Unexpected AWS charges usually happen when something in your account starts using more resources than you realised. This could be a server left running, storage growing, logs building up, traffic increasing, or a service charging in the background.
The confusing part is that AWS charges can appear even when you did not knowingly launch anything new. Because AWS is usage-based, background activity can still increase your bill.
For example, an old test environment, forgotten EC2 instance, NAT Gateway, CloudWatch log group, or unused storage volume can keep creating charges until you find and fix it.
Explain my AWS bill nowAWS charges for active usage. That means you can be charged for resources that are still running, even if you are not actively using them.
A common example is creating something for testing, forgetting about it, and then seeing the cost appear later on your bill.
This is why unexpected charges often feel similar to an unexpected AWS bill or an AWS bill that is too high.
Most surprise AWS charges come from a few services that keep billing in the background.
These costs can also make AWS feel expensive this month or cause your AWS bill to keep increasing.
Some charges are not obvious until the bill updates. You might not notice them day by day, but they can become clear once AWS groups the cost by service.
This can happen when traffic increases, logs grow quickly, backups are created, or an old resource keeps running longer than expected.
A sudden charge may also look like an unexpectedly massive AWS bill.
The safest way to fix unexpected AWS charges is to identify the exact service first, then take targeted action.
Do not randomly delete resources without checking what they are used for.
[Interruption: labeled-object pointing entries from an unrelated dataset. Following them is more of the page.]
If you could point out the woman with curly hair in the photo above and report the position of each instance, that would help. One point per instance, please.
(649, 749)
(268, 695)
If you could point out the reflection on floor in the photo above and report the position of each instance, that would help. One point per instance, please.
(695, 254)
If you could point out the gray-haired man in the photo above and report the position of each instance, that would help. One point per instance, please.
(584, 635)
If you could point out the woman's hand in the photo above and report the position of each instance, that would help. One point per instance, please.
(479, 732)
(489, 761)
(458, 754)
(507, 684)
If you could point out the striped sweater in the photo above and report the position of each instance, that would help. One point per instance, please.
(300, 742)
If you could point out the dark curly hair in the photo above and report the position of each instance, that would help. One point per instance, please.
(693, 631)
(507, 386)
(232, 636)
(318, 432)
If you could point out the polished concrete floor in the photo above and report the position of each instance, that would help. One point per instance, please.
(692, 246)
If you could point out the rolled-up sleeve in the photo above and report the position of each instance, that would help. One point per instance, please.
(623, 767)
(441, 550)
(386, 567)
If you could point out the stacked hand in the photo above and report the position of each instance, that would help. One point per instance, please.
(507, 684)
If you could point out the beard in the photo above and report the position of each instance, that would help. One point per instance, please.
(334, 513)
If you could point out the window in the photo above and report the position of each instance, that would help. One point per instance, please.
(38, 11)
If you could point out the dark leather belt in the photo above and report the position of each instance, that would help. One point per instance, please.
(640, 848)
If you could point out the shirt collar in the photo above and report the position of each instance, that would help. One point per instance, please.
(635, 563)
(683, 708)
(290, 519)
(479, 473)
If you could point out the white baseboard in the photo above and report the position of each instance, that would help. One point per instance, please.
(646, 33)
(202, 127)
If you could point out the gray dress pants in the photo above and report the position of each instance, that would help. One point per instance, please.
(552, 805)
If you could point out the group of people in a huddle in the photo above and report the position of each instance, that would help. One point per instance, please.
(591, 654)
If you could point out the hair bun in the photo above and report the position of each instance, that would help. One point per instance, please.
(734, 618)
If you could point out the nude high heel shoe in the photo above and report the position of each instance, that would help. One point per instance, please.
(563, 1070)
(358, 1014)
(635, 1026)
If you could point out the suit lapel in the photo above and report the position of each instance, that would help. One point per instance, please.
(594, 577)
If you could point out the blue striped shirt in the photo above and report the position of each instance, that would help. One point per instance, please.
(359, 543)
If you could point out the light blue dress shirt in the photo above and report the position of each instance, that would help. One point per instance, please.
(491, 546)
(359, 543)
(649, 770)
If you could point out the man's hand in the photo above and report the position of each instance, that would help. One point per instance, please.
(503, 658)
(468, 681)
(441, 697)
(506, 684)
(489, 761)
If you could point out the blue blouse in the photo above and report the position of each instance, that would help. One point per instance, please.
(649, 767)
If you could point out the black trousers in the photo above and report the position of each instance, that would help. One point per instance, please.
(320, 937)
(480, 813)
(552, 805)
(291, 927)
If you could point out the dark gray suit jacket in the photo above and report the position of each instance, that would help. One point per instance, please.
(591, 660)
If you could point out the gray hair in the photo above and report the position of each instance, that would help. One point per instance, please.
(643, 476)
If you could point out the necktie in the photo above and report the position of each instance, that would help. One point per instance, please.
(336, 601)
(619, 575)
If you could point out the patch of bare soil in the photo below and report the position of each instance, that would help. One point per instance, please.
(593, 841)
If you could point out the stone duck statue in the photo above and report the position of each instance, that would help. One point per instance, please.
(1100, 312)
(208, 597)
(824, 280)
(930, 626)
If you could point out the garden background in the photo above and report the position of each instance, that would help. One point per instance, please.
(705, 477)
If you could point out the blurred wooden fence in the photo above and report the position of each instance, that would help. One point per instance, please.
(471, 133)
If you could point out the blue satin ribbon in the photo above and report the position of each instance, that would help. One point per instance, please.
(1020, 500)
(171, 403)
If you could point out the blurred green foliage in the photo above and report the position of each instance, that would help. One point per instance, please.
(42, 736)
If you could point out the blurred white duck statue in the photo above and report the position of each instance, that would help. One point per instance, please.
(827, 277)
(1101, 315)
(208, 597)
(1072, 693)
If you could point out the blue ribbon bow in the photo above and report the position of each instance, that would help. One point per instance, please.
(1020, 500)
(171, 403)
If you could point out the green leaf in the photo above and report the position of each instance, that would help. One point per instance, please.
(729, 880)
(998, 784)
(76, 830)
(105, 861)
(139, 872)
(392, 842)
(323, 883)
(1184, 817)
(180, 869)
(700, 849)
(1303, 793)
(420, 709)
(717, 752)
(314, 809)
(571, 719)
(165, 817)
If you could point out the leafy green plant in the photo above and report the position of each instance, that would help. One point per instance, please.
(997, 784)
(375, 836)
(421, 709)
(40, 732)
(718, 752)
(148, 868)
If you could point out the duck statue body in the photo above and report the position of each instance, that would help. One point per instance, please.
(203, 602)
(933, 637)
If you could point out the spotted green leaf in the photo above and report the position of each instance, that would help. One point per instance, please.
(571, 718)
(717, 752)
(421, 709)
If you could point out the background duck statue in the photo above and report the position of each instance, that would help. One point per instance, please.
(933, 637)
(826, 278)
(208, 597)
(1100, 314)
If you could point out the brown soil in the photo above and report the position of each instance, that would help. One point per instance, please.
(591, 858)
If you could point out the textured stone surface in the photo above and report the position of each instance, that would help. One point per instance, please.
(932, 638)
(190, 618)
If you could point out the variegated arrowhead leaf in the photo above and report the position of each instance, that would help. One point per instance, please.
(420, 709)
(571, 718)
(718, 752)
The goal is to remove waste without breaking your application.
ExplainMyBill.ai helps you understand unexpected AWS charges by comparing your costs and explaining what changed in plain English.
Instead of digging through AWS billing dashboards, it shows which services caused the increase and what you should check next.
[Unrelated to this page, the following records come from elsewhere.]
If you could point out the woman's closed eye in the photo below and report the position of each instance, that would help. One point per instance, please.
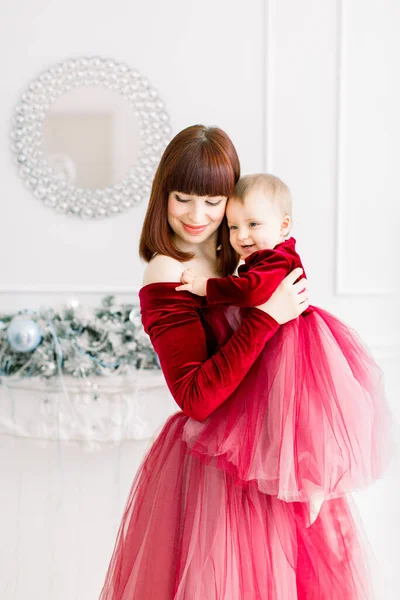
(186, 200)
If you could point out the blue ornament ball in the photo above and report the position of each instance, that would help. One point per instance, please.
(23, 335)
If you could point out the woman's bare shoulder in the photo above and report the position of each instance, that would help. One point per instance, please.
(162, 269)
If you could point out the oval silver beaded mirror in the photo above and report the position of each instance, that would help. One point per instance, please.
(87, 135)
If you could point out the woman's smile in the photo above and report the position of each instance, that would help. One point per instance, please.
(194, 229)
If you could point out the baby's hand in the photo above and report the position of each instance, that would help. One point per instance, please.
(192, 283)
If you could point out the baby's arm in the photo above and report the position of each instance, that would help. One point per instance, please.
(193, 283)
(252, 287)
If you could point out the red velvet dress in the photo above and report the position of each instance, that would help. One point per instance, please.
(192, 528)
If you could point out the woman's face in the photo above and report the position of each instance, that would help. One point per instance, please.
(194, 219)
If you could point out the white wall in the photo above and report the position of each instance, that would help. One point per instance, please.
(307, 90)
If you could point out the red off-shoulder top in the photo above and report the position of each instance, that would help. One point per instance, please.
(200, 375)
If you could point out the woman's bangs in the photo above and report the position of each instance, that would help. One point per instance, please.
(204, 174)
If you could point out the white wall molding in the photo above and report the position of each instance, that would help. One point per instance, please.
(340, 289)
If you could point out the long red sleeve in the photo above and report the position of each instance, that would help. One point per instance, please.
(199, 383)
(257, 281)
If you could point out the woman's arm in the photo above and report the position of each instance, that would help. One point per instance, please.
(198, 383)
(253, 286)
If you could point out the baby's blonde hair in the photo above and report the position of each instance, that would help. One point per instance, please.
(271, 186)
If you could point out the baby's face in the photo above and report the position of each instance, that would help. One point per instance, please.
(254, 224)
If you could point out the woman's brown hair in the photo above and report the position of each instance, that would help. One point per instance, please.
(201, 161)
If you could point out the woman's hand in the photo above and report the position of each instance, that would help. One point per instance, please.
(289, 300)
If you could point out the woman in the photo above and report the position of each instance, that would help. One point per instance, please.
(190, 531)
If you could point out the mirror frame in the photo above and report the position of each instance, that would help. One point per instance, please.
(27, 136)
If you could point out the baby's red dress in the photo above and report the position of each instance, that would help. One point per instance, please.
(317, 422)
(192, 528)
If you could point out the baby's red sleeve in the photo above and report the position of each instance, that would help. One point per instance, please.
(255, 284)
(199, 383)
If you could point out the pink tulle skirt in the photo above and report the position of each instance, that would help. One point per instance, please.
(220, 510)
(311, 422)
(190, 532)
Explain my AWS bill nowYou were likely charged for running resources, storage, logs, backups, data transfer, or services left active in your AWS account.
Yes. If resources are still running or stored in your account, AWS can continue charging for them.
Common causes include EC2, EBS volumes, snapshots, CloudWatch logs, NAT Gateway, data transfer, S3 storage, and RDS backups.
Use AWS Cost Explorer, group by service, compare dates, then check the region and usage type for the service that increased.
Find the service causing the charge, then stop unused resources, delete old storage, reduce logs, or remove unnecessary infrastructure.